As recently as May 2, the 700,000-member group testified against the proposal on Capitol Hill.
Clark E. Wallace, the association president, said the change in stance was brought about by an agreement on guidelines with Housing and Urban Development Secretary Samuel R. Pierce Jr.
Pierce had opposed the guidelines as unnecessary.
The guidelines "remove the possibility of improper leverage or pressure by tester groups on those tested through solicitations of funds or other forms of intimidation," a Realtors fact sheet said.
'The idea is not to allow any extortion," said Pierce's executive assistant, Deborah Dean, a key negotiator during the drafting of the standards.
Procedure for Testing
As used by a number of fair housing groups, "testing" consists of sending individuals or couples who are essentially the same except for race to attempt to buy or rent a house or apartment.

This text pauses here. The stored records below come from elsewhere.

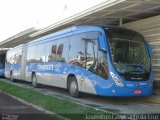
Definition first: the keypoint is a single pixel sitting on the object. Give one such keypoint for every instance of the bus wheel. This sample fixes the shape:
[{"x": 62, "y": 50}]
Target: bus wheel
[
  {"x": 11, "y": 77},
  {"x": 34, "y": 80},
  {"x": 73, "y": 87}
]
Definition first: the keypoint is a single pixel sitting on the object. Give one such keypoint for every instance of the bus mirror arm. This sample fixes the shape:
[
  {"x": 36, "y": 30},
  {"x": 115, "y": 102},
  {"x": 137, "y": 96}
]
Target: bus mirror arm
[{"x": 102, "y": 50}]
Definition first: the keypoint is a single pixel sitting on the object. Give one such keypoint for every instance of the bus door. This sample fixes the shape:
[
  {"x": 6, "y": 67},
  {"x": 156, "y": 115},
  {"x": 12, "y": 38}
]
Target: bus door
[{"x": 23, "y": 62}]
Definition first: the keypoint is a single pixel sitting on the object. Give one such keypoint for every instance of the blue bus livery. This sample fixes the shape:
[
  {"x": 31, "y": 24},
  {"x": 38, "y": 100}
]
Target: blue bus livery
[
  {"x": 2, "y": 63},
  {"x": 110, "y": 61}
]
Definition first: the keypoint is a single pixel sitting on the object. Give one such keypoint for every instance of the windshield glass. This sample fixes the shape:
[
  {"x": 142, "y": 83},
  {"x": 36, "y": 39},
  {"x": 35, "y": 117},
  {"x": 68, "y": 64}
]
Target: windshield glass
[{"x": 129, "y": 54}]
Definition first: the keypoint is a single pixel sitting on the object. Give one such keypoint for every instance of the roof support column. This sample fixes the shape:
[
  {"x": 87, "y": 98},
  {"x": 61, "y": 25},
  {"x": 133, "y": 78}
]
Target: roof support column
[{"x": 120, "y": 21}]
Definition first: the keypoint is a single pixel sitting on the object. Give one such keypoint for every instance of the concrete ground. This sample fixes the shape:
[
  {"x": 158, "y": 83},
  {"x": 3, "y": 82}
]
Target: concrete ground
[
  {"x": 119, "y": 105},
  {"x": 11, "y": 109}
]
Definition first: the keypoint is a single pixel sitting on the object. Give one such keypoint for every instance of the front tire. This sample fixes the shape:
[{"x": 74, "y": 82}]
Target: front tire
[
  {"x": 34, "y": 81},
  {"x": 73, "y": 87}
]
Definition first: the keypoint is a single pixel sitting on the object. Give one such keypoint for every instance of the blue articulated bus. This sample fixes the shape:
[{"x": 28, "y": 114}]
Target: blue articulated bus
[
  {"x": 111, "y": 61},
  {"x": 2, "y": 63}
]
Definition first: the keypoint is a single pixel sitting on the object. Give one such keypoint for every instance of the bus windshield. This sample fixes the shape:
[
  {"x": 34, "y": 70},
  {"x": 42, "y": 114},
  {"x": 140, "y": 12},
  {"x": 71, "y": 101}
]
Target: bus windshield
[{"x": 129, "y": 54}]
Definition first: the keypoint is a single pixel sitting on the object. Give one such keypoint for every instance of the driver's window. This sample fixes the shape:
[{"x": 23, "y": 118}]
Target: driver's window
[{"x": 96, "y": 61}]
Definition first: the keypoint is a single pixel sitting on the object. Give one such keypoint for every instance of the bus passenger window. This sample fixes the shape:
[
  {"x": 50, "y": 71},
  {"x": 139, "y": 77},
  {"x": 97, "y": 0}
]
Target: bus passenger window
[
  {"x": 96, "y": 60},
  {"x": 52, "y": 56},
  {"x": 59, "y": 53}
]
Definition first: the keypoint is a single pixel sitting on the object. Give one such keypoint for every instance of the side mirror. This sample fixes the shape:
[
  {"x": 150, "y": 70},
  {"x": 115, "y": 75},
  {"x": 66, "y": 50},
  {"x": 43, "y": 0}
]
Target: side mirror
[
  {"x": 149, "y": 50},
  {"x": 102, "y": 43}
]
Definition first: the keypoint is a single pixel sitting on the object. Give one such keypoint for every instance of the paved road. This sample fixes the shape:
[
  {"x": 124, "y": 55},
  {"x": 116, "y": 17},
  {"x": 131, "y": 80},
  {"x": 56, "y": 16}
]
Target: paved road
[
  {"x": 130, "y": 105},
  {"x": 12, "y": 109}
]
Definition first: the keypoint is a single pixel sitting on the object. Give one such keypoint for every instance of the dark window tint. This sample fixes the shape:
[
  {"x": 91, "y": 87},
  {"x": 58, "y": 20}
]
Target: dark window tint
[
  {"x": 60, "y": 49},
  {"x": 54, "y": 49},
  {"x": 77, "y": 51},
  {"x": 96, "y": 60},
  {"x": 15, "y": 56},
  {"x": 84, "y": 53}
]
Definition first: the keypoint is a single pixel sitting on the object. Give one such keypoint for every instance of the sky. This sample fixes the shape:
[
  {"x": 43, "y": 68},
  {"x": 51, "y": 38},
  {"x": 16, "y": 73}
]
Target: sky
[{"x": 19, "y": 15}]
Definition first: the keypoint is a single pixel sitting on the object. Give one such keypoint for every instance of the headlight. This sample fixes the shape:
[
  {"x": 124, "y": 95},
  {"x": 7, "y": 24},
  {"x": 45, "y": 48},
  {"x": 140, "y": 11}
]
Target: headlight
[{"x": 116, "y": 80}]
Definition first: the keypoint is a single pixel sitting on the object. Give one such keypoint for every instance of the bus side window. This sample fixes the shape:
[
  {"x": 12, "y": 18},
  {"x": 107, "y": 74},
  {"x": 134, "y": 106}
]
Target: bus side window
[
  {"x": 52, "y": 56},
  {"x": 59, "y": 53},
  {"x": 96, "y": 60},
  {"x": 77, "y": 54}
]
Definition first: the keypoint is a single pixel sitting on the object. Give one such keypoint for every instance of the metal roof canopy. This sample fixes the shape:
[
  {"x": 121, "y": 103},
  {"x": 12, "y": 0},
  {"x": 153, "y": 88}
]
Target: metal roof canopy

If the minority tester is not given the same chance to take the home as the white tester, that action can be used in court against the real estate agent or other person who refused to deal fairly.
The guidelines, which the Realtors refused to release, "ensure that only objective, reliable and controlled testing will be funded by HUD," Pierce and Wallace said in a letter they sent to congressional committee chairmen.
Dean said the money sought for testing, a portion of an overall $7-million fair-housing initiative program, will pay for about 10,000 tests a year.
Wallace said the association was steadfast in its opposition to testing without clear-cut guidelines because it feared less scrupulous fair-housing groups would try to sell local real estate groups plaques, educational programs or other "services" as a price for not testing in an area.